Rather than rule of law, religious freedom, ethnic diversity, equal justice and civil rights, Kosovo is governed by lawless, tribalistic, blood-code-following, clan-oriented mob justice. While reports out of Serbia concern debates in public schools over Evolution versus Intelligent Design theory — similar to our own — a typical report out of Kosovo concerned a debate over whether to kill the KFOR (NATO) mascot because the dog was Serbian.

 

“We’re defending our way of life,” our leaders told us in 1999. Perversely enshrining those ‘common values,’ a crude replica of the Statue of Liberty overlooks our mono-ethnic handiwork from atop the Victory Hotel where the American flag hangs upside-down just a few yards below. Nearby are Bill Clinton Boulevard and Wesley Clark Avenue — tributes cited recently as examples of the area’s pro-Americanism. (There are also streets named for Eliot Engel, Bob Dole and Madeleine Albright.) Meanwhile, the former terrorists whom we installed as the “Kosovo Protection Force” and as the legitimate government of the province attend annual July 4th celebrations at the U.S. Consulate in Pristina. One proposed banner for the competition to design “Kosova’s” new flag mimics the American flag, with the two-headed black Albanian eagle in the corner where the 50 stars would be, plus red and white stripes.

 

Great. The narco-terrorist gangster state we created is pro-American. Are we so desperate for an endorsement that we must grasp it even if it comes from a terror-friendly horde, our support of whom is already coming home to roost?

 

Here is a description of the lifestyles of the families of the Ft. Dix suspects from The Washington Post:

 

…Living among those varied families for the past seven years were the Dukas, a three-generational clan of ethnic Albanians. Their Muslim religious garb, repeated minor run-ins with the law, and a brood of up to 20 children, grandchildren and other relatives…

 

And from the AP:

 

…the women in the ethnic Albanian family wore head scarves. They kept farm animals in the backyard until others in the neighborhood of tidy two-story houses complained…Neighbors there said four or five families appeared to be living in the house...

 

Among Albanians, Bosnians, Croats and Serbs — even with all the documented and imagined crimes attributed to the Serbs — the Serbs were the Balkans’ most civilized element.
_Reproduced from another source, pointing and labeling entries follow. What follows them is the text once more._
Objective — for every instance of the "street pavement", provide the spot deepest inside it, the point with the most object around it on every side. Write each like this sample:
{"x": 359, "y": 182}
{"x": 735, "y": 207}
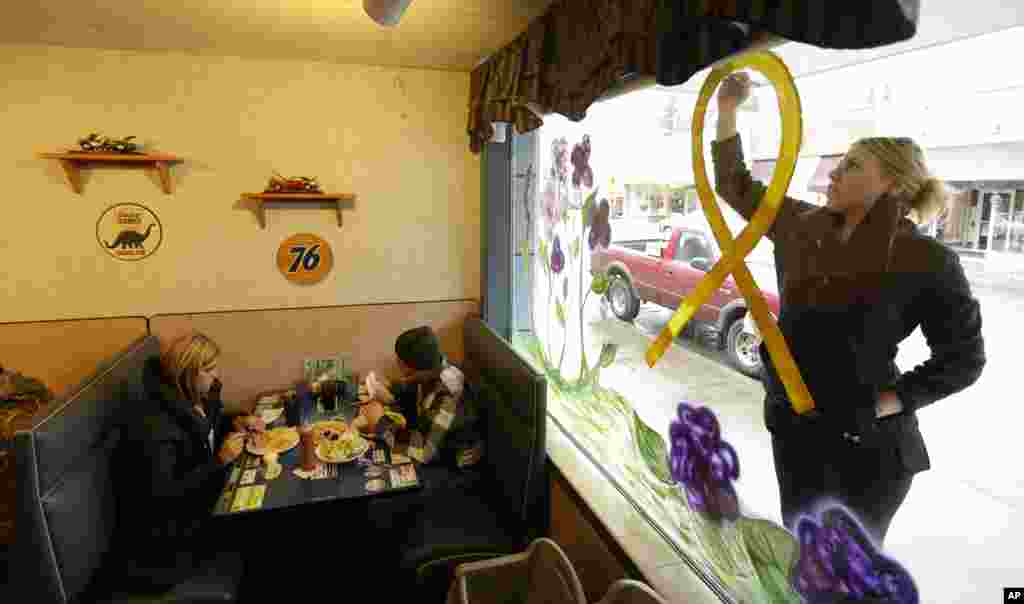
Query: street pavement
{"x": 960, "y": 530}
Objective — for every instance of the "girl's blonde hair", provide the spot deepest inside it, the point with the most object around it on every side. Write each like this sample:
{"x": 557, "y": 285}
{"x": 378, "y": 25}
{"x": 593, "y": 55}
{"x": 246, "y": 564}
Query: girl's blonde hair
{"x": 183, "y": 359}
{"x": 903, "y": 161}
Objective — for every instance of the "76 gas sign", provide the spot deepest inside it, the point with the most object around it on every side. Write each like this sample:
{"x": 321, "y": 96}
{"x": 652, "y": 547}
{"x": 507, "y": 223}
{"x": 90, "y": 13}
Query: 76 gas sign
{"x": 304, "y": 258}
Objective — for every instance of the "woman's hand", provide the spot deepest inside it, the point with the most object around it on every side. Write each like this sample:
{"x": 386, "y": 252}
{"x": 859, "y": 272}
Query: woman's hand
{"x": 231, "y": 447}
{"x": 734, "y": 91}
{"x": 373, "y": 412}
{"x": 888, "y": 404}
{"x": 248, "y": 424}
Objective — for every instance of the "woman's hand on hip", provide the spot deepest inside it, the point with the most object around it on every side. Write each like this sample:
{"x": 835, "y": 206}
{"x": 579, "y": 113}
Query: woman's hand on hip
{"x": 888, "y": 404}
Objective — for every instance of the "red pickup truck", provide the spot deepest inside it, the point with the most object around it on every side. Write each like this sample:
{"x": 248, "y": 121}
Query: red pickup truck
{"x": 639, "y": 273}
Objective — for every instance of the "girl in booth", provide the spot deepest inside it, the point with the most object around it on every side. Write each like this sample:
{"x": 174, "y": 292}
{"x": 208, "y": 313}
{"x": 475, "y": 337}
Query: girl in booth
{"x": 181, "y": 449}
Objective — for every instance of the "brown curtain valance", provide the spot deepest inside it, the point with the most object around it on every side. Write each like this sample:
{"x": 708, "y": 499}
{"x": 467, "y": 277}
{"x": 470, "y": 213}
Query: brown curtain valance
{"x": 562, "y": 62}
{"x": 580, "y": 49}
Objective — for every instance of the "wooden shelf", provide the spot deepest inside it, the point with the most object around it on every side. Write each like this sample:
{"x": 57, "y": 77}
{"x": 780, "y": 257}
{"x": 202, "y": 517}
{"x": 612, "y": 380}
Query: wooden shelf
{"x": 72, "y": 162}
{"x": 335, "y": 198}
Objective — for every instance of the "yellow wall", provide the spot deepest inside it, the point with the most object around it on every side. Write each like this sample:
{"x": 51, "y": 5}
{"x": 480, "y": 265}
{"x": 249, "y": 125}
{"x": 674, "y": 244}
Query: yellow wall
{"x": 394, "y": 137}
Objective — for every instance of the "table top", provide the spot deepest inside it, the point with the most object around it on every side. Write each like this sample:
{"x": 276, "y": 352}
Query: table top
{"x": 247, "y": 488}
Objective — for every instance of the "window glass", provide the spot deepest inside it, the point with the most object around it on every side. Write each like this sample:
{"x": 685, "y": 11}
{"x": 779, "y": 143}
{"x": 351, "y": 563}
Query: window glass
{"x": 611, "y": 187}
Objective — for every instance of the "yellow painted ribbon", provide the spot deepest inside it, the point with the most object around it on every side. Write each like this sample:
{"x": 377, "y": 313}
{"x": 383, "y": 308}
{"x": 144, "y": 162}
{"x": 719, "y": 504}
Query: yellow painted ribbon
{"x": 734, "y": 251}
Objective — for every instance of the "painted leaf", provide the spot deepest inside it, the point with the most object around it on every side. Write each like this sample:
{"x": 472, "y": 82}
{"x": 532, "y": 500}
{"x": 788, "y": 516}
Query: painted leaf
{"x": 774, "y": 551}
{"x": 608, "y": 351}
{"x": 560, "y": 312}
{"x": 589, "y": 207}
{"x": 652, "y": 449}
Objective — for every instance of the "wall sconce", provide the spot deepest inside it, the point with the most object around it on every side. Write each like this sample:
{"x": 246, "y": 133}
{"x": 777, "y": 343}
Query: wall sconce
{"x": 385, "y": 12}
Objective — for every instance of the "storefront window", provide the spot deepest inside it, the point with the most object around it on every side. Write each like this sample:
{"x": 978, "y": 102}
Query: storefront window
{"x": 604, "y": 281}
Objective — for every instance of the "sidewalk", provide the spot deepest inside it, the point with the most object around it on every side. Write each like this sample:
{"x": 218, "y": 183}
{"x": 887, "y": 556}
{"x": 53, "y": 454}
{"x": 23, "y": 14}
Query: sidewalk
{"x": 982, "y": 275}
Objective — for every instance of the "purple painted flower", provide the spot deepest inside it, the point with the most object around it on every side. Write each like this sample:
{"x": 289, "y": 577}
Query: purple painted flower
{"x": 600, "y": 229}
{"x": 582, "y": 173}
{"x": 559, "y": 160}
{"x": 554, "y": 209}
{"x": 557, "y": 257}
{"x": 839, "y": 561}
{"x": 704, "y": 463}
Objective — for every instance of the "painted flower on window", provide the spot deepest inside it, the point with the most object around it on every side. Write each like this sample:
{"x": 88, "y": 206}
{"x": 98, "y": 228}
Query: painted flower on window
{"x": 600, "y": 228}
{"x": 554, "y": 209}
{"x": 582, "y": 173}
{"x": 557, "y": 256}
{"x": 559, "y": 160}
{"x": 838, "y": 558}
{"x": 704, "y": 463}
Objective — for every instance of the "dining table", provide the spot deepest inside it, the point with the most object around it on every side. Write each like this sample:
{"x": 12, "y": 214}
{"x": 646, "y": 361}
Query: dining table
{"x": 254, "y": 485}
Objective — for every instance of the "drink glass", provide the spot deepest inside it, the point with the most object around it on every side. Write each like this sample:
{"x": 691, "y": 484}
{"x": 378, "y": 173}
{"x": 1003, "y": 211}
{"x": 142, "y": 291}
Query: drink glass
{"x": 329, "y": 395}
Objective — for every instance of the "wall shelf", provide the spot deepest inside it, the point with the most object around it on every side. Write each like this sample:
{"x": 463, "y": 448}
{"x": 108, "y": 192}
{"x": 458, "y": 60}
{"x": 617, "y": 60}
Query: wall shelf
{"x": 333, "y": 198}
{"x": 72, "y": 163}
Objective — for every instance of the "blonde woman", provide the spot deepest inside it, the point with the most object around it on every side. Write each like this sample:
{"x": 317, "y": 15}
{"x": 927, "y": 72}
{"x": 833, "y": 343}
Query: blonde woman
{"x": 183, "y": 446}
{"x": 855, "y": 278}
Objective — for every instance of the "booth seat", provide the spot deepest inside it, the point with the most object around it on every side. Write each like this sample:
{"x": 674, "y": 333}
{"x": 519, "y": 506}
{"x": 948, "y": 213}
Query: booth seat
{"x": 67, "y": 504}
{"x": 502, "y": 505}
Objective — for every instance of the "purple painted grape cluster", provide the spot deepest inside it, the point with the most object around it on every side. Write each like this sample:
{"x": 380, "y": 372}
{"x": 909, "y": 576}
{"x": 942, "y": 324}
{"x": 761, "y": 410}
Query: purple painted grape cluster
{"x": 704, "y": 463}
{"x": 837, "y": 559}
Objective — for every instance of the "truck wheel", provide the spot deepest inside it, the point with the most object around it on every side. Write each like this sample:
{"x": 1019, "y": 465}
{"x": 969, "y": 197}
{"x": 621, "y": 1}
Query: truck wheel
{"x": 623, "y": 299}
{"x": 742, "y": 349}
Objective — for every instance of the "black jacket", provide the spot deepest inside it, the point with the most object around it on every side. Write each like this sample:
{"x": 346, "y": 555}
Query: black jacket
{"x": 845, "y": 307}
{"x": 176, "y": 477}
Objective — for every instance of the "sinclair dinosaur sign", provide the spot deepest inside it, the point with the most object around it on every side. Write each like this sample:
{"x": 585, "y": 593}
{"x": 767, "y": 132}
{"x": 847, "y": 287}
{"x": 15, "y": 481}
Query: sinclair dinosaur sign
{"x": 129, "y": 231}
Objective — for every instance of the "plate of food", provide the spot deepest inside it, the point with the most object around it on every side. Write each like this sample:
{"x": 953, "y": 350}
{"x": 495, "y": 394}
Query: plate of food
{"x": 329, "y": 429}
{"x": 341, "y": 447}
{"x": 276, "y": 440}
{"x": 270, "y": 415}
{"x": 360, "y": 424}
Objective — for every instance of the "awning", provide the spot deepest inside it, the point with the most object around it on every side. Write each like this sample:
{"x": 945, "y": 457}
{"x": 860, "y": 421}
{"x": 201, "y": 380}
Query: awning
{"x": 1000, "y": 162}
{"x": 819, "y": 181}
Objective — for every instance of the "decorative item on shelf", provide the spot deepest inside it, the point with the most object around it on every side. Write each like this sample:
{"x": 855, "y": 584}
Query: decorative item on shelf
{"x": 97, "y": 142}
{"x": 99, "y": 148}
{"x": 296, "y": 188}
{"x": 279, "y": 183}
{"x": 19, "y": 395}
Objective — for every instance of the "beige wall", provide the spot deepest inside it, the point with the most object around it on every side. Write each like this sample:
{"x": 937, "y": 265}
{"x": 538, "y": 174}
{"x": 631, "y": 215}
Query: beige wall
{"x": 394, "y": 137}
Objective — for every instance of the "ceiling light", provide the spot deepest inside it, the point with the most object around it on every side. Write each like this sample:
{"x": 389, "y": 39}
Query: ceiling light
{"x": 385, "y": 12}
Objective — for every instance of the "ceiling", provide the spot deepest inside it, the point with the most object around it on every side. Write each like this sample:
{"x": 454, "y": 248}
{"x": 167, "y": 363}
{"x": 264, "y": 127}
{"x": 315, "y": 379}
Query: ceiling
{"x": 433, "y": 34}
{"x": 940, "y": 22}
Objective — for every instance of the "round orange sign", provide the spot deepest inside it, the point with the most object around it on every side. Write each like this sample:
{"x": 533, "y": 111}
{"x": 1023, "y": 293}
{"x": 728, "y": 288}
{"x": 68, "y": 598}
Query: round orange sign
{"x": 304, "y": 259}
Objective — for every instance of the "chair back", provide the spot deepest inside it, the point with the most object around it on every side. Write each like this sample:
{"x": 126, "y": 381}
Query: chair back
{"x": 627, "y": 591}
Add up Serb crimes, multiply them by 10, and they’re still not as scary as the people they were fighting. (Or do we need to get into the skull-crushing, eye-gouging, bloody-knife-lickingusing the “Serb-cutter”, raping-and-burning, neck-sawing, beheading and disemboweling that Bosnians, Croats and Albanians engaged in?) So now ask why Serbs were so hated by those they were fighting. And ask why KLA targeted Americans and Serbs together.

 

Before you accept Albanian pro-Americanism, you must first ask what made Albanians anti-Serb. Then you must look at photos of what the KLA did to its enemies, so that when you’re exchanging niceties and recipes with your Albanian neighbors, keep in mind that, by and large, the KLA terrorists remain their national heroes.